The first discussion was intended to be an introduction, overview, and an opportunity to recognize our role – I’m a manager, too – in creating climate. To make the case that we should do introduce another set of concepts for working together now, the Boss began with a restatement of negative staff feedback (that is, survey results from August 2009 and confirming input from a December 2009 focus group with all staff). Using that information as a statement of the problem, she introduced climate as a way to focus on changing the experience of work in our group through disciplined management practice. I summarized where the climate idea came from and why it’s a fit for the group’s needs.
Specifically, climate is the right framework because t’s research-based, but practical, flexible, and measurable. We will be able to evaluate whether manager’s actions affect climate. Climate allows us to focus on a manageable number of dimensions (only six). On the face of it, those dimensions reflect values we all want and would like to produce in the workplace. Because we suspected that ours is a climate with a low sense of individual responsibility (and a high sense of collective responsibility), prescribing how managers should manage was likely to take away their responsibility for identifying and putting solutions in place. Climate places responsibility, accountability, and action squarely on a managers. We wrapped this part of the meeting by discussing the climate dimension definitions, which I’d pared to a simple statement for each that, in spite of being subject to interpretation, were easy to understand.
Then I led the “climate Rohrschak test” by asking:
What do you think our climate profile looks like?
Introduction, then integration
Integration is what a friend calls “appropriating” the idea: you mull it, restate it in your own terms, test its limits, imagine applying it, and inevitably, doubt it. This is where people’s sense of possibility and closely held assumptions come to light.

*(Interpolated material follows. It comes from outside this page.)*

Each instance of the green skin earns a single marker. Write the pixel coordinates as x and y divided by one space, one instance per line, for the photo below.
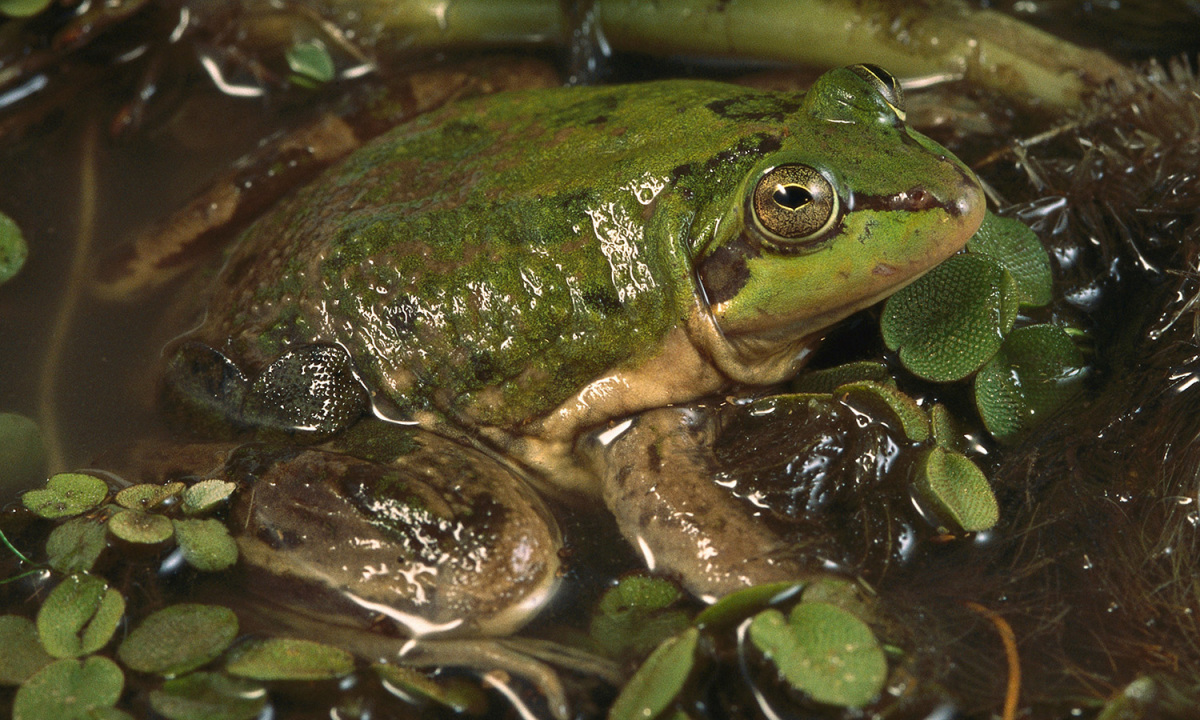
522 268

A small group loudly represented what can only be called the status quo. (No judgment intended. After all, what if they’re right that breaking a fragile system may make it impossible to repair?) Here’s what I heard them say: our priorities are set by others, primarily by deadlines that neither we nor our clients can influence; as a manager I don’t have much control over circumstances, work, or the way people on my team work; that’s “the nature of our work.” That’s all true, unless we do have control over more than these assumptions permit. That is the work of the next few months.
Let’s do a survey
One surprising result of the meeting was that many people wanted to take a baseline reading and learn the climate profile of the organization. This is great news.